Preneet then attempted to resurrect her son’s political career by getting him the Samana ticket in the 2012 assembly polls, but he failed to win. Preneet too lost the family seat in the 2014 LS polls but was able to retain the Patiala-urban assembly seat in a bypoll after Amarinder became Amritsar MP.
Bitter at not being able to steer his party to victory in last two elections, Amarinder has this time tried to lead by example. Notwithstanding that his own dynasty will also be a casualty, he has imposed a ‘one family, one ticket’ rule. “We cannot give others a chance till we have only sons, brothers and wives in the contesting list,” he says.
But, in doing so, he has put Preneet, Raninder and his brother, Malwinder Singh, all out of the race. His mother, Mohinder Kaur,is 94. This raises questions on who will take the family legacy forward.
Heir and hope
A winner of five state elections and two parliamentary polls, Amarinder is more proud of his son’s accomplishments. “Raninder is the president of the National Rifle Association of India. Youngsters who represented India in the Olympics have been coached by him at his shooting range in Patiala. He won the national championship without being able to practice himself,” he says.
But is Raninder a reluctant politician? “No, he is not. But politics is not something that can be done part-time. I hope Raninder will consider getting back into politics after his stint as the president of the rifle association is over. After all, both I and his mother are on the verge of retirement.”
Of Amarinder’s two sisters, Roopinder Kaur is married to Major KS Dhillon from the Armoured Corps, while Heminder Kaur is married to former Union minister K Natwar Singh. Their mother is now 94.
On why not his grandsons and granddaughters, he says, “Of my daughter Jai Inder Kaur’s two sons, the younger, Nirvan Singh, is working with me closely in this election. But he is not interested in politics. He is one chap who doesn’t speak much. He is not cut out for politics.

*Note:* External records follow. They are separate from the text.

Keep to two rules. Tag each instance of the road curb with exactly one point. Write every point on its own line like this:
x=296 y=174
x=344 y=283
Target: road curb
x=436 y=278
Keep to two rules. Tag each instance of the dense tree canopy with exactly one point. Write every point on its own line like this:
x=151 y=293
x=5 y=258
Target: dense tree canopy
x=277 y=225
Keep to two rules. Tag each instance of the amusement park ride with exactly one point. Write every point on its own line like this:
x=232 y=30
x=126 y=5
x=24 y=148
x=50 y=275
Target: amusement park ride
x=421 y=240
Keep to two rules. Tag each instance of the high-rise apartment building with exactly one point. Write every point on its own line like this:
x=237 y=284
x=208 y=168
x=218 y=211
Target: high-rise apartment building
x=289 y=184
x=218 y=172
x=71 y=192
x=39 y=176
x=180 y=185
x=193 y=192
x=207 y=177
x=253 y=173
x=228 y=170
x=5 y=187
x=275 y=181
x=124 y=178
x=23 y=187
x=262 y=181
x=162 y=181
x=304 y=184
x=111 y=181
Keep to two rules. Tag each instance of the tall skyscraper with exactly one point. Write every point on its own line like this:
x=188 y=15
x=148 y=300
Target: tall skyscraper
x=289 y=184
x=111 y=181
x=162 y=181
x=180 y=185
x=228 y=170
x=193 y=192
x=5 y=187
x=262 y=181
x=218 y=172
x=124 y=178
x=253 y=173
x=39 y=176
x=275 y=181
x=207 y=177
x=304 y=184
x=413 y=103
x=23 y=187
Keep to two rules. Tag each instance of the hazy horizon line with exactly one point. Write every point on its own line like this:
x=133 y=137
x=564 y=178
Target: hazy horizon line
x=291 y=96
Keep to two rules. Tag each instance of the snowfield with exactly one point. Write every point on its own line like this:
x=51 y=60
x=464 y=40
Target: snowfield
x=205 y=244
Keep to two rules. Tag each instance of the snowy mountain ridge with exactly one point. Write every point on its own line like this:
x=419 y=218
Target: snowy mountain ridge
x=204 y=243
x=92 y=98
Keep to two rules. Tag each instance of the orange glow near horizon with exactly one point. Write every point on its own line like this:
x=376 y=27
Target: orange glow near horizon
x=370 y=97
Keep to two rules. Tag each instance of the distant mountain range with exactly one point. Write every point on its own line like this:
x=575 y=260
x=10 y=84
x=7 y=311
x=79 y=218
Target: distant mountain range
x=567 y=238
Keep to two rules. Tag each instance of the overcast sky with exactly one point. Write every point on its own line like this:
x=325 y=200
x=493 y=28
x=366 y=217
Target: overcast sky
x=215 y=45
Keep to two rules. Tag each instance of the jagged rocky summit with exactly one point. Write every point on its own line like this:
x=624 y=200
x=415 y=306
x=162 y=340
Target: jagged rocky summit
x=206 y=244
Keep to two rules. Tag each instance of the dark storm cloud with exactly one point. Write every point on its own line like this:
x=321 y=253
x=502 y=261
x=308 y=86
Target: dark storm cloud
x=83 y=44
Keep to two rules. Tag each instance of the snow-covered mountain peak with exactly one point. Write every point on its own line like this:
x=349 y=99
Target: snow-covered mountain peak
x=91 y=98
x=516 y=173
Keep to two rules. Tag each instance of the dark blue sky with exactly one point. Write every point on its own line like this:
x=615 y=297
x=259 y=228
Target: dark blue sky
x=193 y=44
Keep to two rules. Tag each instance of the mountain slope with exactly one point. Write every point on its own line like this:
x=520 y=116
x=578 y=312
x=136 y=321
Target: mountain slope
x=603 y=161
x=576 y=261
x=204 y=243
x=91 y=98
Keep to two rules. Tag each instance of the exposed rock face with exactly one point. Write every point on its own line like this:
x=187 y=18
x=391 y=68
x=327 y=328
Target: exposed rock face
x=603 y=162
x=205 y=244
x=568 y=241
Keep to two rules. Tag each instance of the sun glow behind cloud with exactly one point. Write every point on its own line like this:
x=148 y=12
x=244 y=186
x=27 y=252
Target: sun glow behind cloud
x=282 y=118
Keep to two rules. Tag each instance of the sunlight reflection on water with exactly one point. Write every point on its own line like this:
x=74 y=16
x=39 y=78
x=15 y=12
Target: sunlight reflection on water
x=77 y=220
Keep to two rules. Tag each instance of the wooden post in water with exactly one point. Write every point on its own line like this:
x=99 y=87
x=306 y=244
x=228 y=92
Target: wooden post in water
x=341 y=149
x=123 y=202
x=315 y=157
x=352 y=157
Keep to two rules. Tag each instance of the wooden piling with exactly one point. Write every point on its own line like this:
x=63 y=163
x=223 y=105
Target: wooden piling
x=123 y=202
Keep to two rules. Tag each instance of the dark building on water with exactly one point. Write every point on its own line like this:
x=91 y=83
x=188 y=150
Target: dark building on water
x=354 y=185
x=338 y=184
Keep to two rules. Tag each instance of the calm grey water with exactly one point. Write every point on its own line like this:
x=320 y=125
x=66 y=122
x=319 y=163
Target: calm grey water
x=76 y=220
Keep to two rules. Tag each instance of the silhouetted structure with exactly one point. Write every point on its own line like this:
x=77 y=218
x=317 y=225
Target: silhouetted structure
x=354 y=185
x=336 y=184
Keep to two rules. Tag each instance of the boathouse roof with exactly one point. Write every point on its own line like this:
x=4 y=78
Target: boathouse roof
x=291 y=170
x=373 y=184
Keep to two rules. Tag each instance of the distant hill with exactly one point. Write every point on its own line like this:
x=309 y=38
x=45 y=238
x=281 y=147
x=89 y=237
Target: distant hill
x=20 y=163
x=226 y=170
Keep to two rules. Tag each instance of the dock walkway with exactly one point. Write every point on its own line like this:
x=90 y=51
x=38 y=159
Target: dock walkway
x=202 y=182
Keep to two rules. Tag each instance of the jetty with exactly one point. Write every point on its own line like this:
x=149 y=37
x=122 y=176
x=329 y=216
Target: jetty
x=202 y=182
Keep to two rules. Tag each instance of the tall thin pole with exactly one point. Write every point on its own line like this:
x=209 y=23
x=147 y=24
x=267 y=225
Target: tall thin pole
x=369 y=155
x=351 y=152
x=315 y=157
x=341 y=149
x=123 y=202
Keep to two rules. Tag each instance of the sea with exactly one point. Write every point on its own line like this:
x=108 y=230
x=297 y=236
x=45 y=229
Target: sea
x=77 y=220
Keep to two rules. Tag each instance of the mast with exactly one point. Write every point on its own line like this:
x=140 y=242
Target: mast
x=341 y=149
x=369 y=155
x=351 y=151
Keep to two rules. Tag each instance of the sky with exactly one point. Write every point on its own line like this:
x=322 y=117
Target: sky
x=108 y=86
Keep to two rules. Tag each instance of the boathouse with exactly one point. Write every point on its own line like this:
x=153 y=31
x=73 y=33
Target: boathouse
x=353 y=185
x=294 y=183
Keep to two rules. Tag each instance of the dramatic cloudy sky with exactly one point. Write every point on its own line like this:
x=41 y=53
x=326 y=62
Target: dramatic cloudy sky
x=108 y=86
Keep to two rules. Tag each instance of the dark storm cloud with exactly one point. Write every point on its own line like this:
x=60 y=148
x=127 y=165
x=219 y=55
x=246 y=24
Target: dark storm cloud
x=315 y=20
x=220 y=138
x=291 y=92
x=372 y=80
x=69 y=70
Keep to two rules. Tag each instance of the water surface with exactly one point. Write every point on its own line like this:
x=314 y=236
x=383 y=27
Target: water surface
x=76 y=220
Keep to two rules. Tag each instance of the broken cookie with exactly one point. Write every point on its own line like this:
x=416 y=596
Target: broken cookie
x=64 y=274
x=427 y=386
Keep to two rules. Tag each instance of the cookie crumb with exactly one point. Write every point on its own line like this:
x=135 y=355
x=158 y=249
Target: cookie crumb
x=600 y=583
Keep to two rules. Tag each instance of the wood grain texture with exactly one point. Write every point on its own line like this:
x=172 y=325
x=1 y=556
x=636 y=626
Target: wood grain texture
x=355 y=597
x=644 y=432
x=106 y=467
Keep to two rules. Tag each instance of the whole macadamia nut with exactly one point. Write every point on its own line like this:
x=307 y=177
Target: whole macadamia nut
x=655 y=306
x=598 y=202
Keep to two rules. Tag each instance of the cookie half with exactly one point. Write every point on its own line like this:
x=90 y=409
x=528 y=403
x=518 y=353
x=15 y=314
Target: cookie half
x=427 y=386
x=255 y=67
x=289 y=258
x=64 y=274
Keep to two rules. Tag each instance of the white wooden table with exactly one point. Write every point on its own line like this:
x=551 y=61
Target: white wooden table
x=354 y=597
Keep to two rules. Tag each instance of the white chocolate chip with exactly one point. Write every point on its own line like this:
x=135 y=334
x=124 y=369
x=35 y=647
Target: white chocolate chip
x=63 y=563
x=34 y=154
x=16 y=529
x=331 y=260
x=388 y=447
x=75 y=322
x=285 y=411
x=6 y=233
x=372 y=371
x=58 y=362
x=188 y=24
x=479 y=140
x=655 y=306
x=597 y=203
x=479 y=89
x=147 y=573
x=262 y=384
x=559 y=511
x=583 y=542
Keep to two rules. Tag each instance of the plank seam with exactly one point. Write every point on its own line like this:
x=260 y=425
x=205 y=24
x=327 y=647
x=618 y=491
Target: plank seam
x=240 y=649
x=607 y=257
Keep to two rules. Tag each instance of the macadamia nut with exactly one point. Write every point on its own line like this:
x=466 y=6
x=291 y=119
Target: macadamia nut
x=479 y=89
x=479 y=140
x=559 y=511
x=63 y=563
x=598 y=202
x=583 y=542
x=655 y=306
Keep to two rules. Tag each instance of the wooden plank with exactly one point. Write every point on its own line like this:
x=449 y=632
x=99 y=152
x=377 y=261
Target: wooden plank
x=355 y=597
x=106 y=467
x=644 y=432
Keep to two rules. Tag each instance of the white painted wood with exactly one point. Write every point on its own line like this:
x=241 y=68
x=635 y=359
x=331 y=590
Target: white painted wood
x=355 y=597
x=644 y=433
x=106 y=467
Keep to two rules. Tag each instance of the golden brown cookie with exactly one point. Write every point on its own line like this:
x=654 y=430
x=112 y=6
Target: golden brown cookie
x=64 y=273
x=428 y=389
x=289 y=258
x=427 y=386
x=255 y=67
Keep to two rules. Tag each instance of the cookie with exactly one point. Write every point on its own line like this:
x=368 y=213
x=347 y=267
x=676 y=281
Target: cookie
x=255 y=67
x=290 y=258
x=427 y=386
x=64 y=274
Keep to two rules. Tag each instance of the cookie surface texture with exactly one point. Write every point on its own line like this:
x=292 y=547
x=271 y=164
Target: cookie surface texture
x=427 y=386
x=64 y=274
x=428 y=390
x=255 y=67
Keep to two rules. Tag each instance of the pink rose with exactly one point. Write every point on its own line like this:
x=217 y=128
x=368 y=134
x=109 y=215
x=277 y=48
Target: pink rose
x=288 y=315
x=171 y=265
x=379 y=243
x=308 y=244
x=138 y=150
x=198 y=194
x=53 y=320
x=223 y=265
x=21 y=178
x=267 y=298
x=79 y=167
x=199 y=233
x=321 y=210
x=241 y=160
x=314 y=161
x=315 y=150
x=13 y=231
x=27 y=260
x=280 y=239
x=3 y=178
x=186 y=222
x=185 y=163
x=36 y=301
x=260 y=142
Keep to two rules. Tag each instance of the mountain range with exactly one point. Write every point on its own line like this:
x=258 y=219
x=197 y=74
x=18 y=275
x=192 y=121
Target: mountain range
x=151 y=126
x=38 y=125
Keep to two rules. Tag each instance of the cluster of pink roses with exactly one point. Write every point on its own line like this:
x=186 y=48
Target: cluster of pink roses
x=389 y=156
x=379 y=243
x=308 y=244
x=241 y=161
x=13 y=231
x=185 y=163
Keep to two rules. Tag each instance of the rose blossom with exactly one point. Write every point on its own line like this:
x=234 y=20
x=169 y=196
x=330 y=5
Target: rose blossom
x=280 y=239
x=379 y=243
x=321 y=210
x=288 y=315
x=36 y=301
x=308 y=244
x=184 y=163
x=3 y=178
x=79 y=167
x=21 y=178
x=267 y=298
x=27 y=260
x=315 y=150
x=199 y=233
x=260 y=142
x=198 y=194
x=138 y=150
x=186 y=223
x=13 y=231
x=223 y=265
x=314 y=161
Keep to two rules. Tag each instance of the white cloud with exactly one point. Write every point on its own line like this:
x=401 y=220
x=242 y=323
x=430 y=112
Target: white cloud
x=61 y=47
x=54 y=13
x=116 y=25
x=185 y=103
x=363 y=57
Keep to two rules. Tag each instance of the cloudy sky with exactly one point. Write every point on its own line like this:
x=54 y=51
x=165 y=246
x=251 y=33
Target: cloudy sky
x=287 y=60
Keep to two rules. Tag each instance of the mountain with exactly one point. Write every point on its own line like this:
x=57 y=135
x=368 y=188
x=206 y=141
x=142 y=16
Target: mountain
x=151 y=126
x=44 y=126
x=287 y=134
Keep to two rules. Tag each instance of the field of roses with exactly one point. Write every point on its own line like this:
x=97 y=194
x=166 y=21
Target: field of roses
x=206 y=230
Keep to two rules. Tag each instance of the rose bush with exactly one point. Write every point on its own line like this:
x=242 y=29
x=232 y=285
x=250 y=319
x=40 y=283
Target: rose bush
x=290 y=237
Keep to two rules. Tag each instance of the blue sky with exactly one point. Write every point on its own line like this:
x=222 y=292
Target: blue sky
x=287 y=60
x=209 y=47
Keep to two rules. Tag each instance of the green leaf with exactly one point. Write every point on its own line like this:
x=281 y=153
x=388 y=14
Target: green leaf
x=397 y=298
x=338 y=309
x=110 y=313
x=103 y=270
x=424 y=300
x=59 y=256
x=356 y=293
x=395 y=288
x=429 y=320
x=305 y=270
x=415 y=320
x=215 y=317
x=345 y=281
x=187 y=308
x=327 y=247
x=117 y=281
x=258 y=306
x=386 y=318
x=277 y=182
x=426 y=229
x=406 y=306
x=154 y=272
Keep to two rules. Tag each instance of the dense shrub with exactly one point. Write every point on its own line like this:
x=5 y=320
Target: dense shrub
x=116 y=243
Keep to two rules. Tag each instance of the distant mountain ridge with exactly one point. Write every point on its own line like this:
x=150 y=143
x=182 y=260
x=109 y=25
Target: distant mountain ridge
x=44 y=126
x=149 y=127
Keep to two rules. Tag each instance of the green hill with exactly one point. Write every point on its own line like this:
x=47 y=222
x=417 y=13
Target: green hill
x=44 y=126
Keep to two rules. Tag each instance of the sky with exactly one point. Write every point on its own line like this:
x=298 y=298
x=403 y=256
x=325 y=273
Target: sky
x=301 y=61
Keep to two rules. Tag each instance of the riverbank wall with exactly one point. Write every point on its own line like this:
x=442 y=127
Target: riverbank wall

He wants to get into a job at the United Nations.”
Raninder’s son is still in high school. “One of his daughters has completed college and the other too will be completing this year. But the girls are not interested in politics either,” he adds.
As for his own last election, Amarinder is no more the ‘maharaja’, and that’s by design. Congress poll strategist Prashant Kishor has centred the campaign around ‘Captain’, a catchword that fits into the bid to woo young voters. The royal tag, for once, has been shed.